Nice suggestion.
While it's certainly better to make sure the fundaments of your software stack are sound --and we should, we must--, if the application has holes in it big enough to drive a state circus through, you're still hosed. That's the problem with security: Just patching holes isn't good enough. You'll never find them all. So you have to engineer everything you have, use, and make, to contain as little holes as possible. "Due dilligence" as the banks practice it with their tiger teams and stuff is very slightly better than not doing anything at all, but in the greater scheme of things it's still laughably futile. What openbsd does is fairly useful, but now do that with every critical application in use. That is simply not going to happen.
But the point is that the DHS does not, in fact, have control over what software the rest of the country runs. So they can do little more than raise a little awareness and hope people will demand and make better software. Yet they don't do that, they're mumbling things about cold war tactics and whatnot else. It's bare chested putin language, but of little consequence.
In fact, laughably so, especially because it reeks of cargo culting. "We did this with the nuclear standoff, so if we do superficially similar things in this entirely different domain we'll get those good times back."

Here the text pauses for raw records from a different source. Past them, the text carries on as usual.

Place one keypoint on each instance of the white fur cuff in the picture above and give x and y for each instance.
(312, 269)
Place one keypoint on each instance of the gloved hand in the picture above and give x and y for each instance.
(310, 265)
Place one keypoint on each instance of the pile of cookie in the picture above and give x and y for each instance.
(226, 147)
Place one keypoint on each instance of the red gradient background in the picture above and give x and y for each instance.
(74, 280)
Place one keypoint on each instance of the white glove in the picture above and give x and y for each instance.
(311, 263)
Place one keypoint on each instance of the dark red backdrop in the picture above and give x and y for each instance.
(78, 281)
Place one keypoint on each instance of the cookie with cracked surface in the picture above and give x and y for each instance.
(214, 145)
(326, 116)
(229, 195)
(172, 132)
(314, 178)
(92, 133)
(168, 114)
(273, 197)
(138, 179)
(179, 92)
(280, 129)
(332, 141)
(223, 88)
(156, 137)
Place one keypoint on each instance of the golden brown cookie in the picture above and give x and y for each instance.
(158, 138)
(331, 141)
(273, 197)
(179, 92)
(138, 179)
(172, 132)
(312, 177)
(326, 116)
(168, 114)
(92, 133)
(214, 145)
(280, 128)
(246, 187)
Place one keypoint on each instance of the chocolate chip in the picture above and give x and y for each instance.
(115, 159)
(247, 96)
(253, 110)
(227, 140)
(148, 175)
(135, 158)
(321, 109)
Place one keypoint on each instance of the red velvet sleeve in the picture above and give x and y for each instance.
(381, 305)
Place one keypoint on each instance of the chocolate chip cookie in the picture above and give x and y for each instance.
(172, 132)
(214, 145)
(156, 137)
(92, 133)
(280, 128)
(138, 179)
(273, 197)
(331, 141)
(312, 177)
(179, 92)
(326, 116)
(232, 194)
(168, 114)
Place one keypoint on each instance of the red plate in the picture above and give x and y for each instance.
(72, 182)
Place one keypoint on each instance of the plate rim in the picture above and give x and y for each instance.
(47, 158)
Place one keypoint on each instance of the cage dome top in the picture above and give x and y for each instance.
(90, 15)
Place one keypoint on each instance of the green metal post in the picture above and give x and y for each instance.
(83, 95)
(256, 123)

As someone else mentioned, as long as governments believe in this "cyber" thing, they're mainly deluding themselves. They can do little else because countries are all but irrelevant there. They can make themselves a good solid nuisance, even a deadly nuisance at times, but in the end what nation state you belong to doesn't matter on the internet. At best you'd get "optional" countries; be german in the morning and a jap at midnight. And what self-respecting government wants to be optional?